Maintaining a blog about writing is a great habit for writing fiction no less, and I can’t complain about writer’s block; I simply have to find the time to put in some writing, and invariably the ideas begin to flow. I actually don’t believe in writer’s block; Flaubert’s marinating is the occasion for me to write something different.

It may at first seem an odd preoccupation for a self described fiction writer to always return to writing about writing. But as I also review books, which is another form of writing about writing, the end result is a deeper appreciation and understanding–and excitement about–the process of writing. Blog writing occupies the logical part of my brain, leaving the dreamy and surreal side to flourish for my fiction.

Aware of the social network savvy-ness of blog culture, I have infrequently written a blog post hoping to garner hits. I long ago gave up trying to second guess that algorithm and instead have focused on pieces that have interested me, mainly. It’s a surprise usually to see which posts get the most hits. I would be curious to discover the site linked to my piece about short story openings–my single most read post.

I also, contrary to the prevailing wisdom, blog at a snail’s pace. I’ve never seen my blog merely as a place to post bite-sized morsels every week, though expediency has led me to these occasionally. If anything, the blog has become a practice for writing longer pieces. I’ve written a few posts that cracked 2000 words, but for the most part I’ve managed to keep them within 1000 words. I’m sure every writer has their sweet spot in a blog post, and I find 1000 words to be the perfect capsule for many of the topics I’ve written on–it almost subconsciously works out this way. Of course, these topics can be explored in longer essays, but the blog has an immediacy that lends itself to trying a subject out. I’m especially fond of E. M. Forster’s statement, “How do I know what I think until I see what I say?”

There’s no shortage of topics to consider, either, with the irreversible and remarkable changes in publishing over the past decade, or wide-ranging discussions of industry trends, or reviewing un-put-downable fiction. There are a number of think piece type blogs which have been resources for me, and have been models for posts I might write. The more involved with literary matters the better. (The Los Angeles Review of Books, Tim Parks’s blog at the New York Review of Books, The Smart Set, and Arts and Letters Daily are several I check regularly.) In fact, when I first began my blog, I was always surprised–and pleased–to find blogs with a similar sensibility. I couldn’t imagine this bounty if the internet didn’t exist.
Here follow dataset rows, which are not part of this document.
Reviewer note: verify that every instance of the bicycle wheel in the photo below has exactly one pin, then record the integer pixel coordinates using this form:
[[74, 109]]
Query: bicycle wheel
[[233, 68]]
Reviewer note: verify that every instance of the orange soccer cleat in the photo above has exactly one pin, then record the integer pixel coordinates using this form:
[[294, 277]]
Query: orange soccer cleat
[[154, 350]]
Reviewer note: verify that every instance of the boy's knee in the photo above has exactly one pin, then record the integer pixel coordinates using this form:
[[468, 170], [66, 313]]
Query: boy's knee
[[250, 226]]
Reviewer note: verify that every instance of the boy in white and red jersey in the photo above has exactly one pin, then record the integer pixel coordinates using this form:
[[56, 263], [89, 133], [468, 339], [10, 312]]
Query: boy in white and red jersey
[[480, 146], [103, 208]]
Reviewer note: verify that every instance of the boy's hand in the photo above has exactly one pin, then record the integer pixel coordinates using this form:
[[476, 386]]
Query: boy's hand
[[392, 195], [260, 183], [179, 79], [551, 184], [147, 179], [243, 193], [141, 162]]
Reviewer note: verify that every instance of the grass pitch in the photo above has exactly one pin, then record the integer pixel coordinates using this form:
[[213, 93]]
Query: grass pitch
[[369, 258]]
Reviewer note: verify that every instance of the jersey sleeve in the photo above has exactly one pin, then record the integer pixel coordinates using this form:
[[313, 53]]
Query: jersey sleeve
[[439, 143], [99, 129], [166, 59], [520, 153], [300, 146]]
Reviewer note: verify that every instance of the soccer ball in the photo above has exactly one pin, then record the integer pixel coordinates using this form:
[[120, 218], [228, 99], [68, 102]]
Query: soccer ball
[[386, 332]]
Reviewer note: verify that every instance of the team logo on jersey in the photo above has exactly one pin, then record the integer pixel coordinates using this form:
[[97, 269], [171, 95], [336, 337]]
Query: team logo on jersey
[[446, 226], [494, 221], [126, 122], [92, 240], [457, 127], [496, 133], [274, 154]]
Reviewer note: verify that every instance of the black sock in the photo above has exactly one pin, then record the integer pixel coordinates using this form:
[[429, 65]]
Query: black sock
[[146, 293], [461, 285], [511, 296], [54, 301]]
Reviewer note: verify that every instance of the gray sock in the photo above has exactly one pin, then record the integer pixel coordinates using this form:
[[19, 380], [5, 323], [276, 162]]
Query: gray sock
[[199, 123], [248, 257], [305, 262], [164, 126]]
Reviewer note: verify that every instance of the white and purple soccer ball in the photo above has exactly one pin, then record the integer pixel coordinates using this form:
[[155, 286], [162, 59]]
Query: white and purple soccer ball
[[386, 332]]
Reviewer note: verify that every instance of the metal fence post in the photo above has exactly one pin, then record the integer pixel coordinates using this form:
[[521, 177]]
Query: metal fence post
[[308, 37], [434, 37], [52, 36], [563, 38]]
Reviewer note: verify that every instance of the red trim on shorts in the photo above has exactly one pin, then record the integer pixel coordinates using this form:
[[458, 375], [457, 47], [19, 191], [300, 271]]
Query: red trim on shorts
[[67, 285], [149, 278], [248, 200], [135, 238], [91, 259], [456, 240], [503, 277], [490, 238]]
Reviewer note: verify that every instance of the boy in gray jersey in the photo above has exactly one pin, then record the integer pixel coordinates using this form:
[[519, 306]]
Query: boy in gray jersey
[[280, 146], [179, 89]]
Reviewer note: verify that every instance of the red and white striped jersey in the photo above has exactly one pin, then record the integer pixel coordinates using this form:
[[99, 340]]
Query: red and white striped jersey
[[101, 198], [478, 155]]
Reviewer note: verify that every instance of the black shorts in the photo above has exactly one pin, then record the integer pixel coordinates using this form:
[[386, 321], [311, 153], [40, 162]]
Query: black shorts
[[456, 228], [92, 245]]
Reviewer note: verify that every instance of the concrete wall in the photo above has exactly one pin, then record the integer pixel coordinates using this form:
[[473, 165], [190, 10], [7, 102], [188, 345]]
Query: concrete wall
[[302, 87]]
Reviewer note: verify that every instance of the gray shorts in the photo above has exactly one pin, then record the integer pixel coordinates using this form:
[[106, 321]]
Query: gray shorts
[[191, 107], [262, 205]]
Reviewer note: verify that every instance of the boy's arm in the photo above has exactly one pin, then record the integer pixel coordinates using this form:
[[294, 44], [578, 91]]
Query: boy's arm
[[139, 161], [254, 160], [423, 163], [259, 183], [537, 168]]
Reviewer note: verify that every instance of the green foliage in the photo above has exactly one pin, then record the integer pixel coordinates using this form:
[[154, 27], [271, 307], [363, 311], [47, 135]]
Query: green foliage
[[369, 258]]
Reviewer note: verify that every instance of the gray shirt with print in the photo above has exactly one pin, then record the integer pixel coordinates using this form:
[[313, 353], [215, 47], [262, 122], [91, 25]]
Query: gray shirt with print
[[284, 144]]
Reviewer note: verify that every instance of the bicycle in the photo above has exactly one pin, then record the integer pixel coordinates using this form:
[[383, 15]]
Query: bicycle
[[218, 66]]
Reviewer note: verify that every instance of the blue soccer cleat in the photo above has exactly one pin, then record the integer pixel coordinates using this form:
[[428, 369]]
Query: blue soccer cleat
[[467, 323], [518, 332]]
In reading other writer’s blogs, I have discovered a diasporic community. So I have reached out–and been reached out to–by a number of interesting bloggers, who are all fascinating to me in their unique approaches to the medium (So many have come and gone over the years, I resist naming any here). This has led to requests for guest blog postings, and one for a serial interview when I published my novel last autumn. Though I may never meet these fellow bloggers in person, it’s been great to know we are connected in a kindred medium and subject.

Finally, one of the great rewards of this practice is that it has given me a log of my thinking over the years, a timeline in a body of work that parallels my creative output, since I’ve also been publishing fiction and reviews regularly when I can. It’s surprising to look back over the years and re-read a piece I wrote about daily writing habits, or a deconstruction on David Shields’s death warrant for the novel, or an essay attempting to describe Gary Lutz’s sentences. Having become something more than the sum of its parts, I often think that my blog is a book. One day it may very well become that.